Bullet Train tries to make a meal out of its flashback scenes – either deeply sad (oh look, there’s a young boy on the fan), humorous (Lemon and Tangerine argue over whether they killed 16 or 17 people on the job) , melodramatic (a guy rises through the ranks of the mafia, falls in love, but then loses everything he holds dear) or pure coincidence (Ladybug crossed paths with two other assassins at a wedding he organized ). But truth be told, they lean more towards exposure than fun.
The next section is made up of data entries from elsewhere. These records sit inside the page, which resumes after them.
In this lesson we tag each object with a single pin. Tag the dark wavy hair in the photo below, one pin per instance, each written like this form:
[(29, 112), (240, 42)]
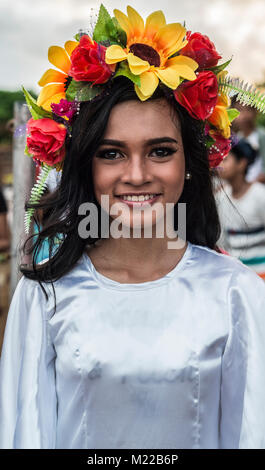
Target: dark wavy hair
[(76, 185)]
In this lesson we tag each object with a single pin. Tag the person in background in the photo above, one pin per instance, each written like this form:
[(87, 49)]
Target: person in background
[(245, 126), (4, 231), (243, 221)]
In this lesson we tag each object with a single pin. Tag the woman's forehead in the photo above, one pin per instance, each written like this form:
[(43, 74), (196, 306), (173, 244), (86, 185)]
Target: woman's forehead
[(142, 120)]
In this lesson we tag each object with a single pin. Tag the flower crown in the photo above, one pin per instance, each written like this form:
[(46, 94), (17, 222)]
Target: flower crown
[(150, 54)]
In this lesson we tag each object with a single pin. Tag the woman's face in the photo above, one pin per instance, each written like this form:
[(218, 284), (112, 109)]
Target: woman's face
[(140, 161)]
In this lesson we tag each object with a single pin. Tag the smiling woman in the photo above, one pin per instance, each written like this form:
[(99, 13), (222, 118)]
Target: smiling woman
[(173, 339)]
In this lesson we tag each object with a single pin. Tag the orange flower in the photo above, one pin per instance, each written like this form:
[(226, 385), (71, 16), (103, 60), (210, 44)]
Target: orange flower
[(149, 50), (53, 81)]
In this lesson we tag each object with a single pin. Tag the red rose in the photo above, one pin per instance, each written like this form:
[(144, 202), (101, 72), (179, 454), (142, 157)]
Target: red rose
[(45, 140), (219, 149), (201, 49), (199, 96), (88, 62)]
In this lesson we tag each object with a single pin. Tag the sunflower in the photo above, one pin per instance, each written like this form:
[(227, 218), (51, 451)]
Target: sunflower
[(148, 51), (54, 82)]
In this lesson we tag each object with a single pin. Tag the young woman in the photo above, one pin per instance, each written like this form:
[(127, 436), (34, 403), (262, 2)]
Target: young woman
[(243, 224), (136, 344)]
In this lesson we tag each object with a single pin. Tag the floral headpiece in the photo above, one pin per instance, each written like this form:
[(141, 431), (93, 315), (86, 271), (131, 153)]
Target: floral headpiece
[(150, 54)]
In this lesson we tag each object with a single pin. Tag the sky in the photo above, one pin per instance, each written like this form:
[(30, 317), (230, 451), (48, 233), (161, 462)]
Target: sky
[(29, 27)]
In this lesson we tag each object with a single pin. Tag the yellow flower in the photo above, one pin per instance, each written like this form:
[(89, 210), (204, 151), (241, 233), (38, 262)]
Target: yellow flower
[(53, 81), (219, 118), (148, 51)]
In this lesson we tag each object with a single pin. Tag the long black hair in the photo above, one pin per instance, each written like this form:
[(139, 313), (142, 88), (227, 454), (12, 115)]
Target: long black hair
[(76, 185)]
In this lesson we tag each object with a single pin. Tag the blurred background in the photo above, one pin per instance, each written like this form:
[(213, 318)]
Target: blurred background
[(29, 27)]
These asides are sometimes responsible for introducing Chekhov’s Guns – it sounds odd to hear that in the plural, but that’s the kind of movie Bullet Train is – into the far-reaching plot. There are three planted in the film, and you just know they have to explode at some point. But the results are either predictable, close to cheating, or disappointing.

And really, some of those adjectives apply to the movie as a whole as well. With a whitewashed and underutilized cast, a setting that never really justifies itself, and humor that needed more time in the oven, Bullet Train fails most of its accompaniments. And as for its main ingredient, Leitch showed he doesn’t know what makes a good deed for the third time in a row. (But Hollywood continues to trust him again and again. He then shoots another action movie called The Fall Guys starring Ryan Gosling.) To be fair, Bullet Train is definitely not as bad as that other action movie. big-budget summer vacation from two weeks ago. But it’s not a good movie either.

Bullet Train comes out Thursday, August 4 in 2D, IMAX and 4DX. In India, Bullet Train is available in English, Hindi, Tamil and Telugu. There’s a scene during the credits, that’s all.